# Expanding CMV peptide vaccine with novel combinations and pathologies

> **NIH NIH R03** · WASHINGTON UNIVERSITY · 2024 · $77,750

## Abstract

Project Abstract
 Pediatric high-grade glioma (pHGG), diffuse midline glioma (DMG), recurrent medulloblastoma (MB),
and recurrent ependymoma are devastating diseases. The median overall survival (OS) of these diagnoses
are 8 to 12 months. Brain cancer is the most common cause of cancer death in patients aged 0-19 and
improvements in survival remain elusive. Current treatments for these malignant tumors typically entail surgical
resection or biopsy, radiation, and sometimes chemotherapy. These treatments are rarely curative. There is a
profound knowledge gap in understanding how to improve the survival and quality of life in children with these
malignant brain tumors.
 In contrast to conventional chemotherapy/radiation, immunotherapy offers a more precise treatment
approach. The human cytomegalovirus (CMV) antigen, pp65, is found in the majority of HGG and MB but not
in adjacent brain, making it a promising immunotherapeutic target. Limited data from multiple labs suggests
CMV antigens may also be present in ependymoma.
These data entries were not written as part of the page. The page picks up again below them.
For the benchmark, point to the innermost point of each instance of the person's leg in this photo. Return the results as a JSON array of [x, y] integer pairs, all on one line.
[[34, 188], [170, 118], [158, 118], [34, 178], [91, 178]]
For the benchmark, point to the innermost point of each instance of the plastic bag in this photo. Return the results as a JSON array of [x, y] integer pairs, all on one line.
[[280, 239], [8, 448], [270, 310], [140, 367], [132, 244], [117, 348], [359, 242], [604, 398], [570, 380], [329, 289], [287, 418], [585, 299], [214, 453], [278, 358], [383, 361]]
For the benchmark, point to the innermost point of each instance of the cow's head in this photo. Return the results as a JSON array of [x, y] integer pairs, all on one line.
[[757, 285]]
However, this has not been confirmed in large samples
nor is it known if CMV antigens are preferentially expressed in certain ependymoma subtypes.
 Preliminary results from a Phase 1 clinical trial of a peptide vaccine directed at pp65 (PEP-CMV) to
treat recurrent pHGG/DMG and MB has demonstrated significant antigen-specific T cell immune responses
and prolonged clinical/imaging responses in many patients. Additionally, in an ongoing study of PEP-CMV in
adults with newly-diagnosed glioblastoma, there was a significant increase in the cytokine/chemokines G-CSF,
GM-CSF, IFN-γ, IL-10, IL-2, IL-8, MIP1-α, and TNF-α levels after PEP-CMV delivery. The addition of
checkpoint blockade has not been explored in immunotherapies targeting CMV, however, it has enhanced the
immunogenicity of cancer vaccines in preclinical brain tumor models other non-brain solid tumors.
 We hypothesize that CMV antigens are present in a subset of ependymomas and adding checkpoint
blockade to PEP-CMV will increase T cell and cytokine responses. Our objectives of this pilot study are to 1)
determine if ependymoma is a putative target of PEP-CMV and 2) improve the immunogenicity of PEP-CMV.
To attain the overall objectives, the following specific aims will be pursued. Aim 1: Establish if CMV antigens
are expressed in ependymoma. Utilizing validated and replicated methods, we will analyze 60 human
ependymoma specimens for expression of CMV antigens. Aim 2: Establish if checkpoint blockade will increase
the immunogenicity of PEP-CMV. To accomplish this, we will use a validated transgenic HLA-A2 mouse model
to determine if IFN-γ generation via ELISpot and cytokine generation responses are increased by adding
checkpoint blockade. Our long-term objective is to use data from this pilot study to conduct a Phase 1 clinical
trial of PEP-CMV plus checkpoint blockade for the treatment of recurrent ependymoma, MB, and pHGG/DMG.

## Key facts

- **NIH application ID:** 10950990
- **Project number:** 1R03NS138988-01
- **Recipient organization:** WASHINGTON UNIVERSITY
- **Principal Investigator:** Eric Thompson
- **Activity code:** R03 (R01, R21, SBIR, etc.)
- **Funding institute:** NIH
- **Fiscal year:** 2024
- **Award amount:** $77,750
- **Award type:** 1
- **Project period:** 2024-09-01 → 2026-08-31

## Primary source

NIH RePORTER: https://reporter.nih.gov/project-details/10950990

## Citation

> US National Institutes of Health, RePORTER application 10950990, Expanding CMV peptide vaccine with novel combinations and pathologies (1R03NS138988-01). Retrieved via AI Analytics 2026-05-25 from https://api.ai-analytics.org/grant/nih/10950990. Licensed CC0.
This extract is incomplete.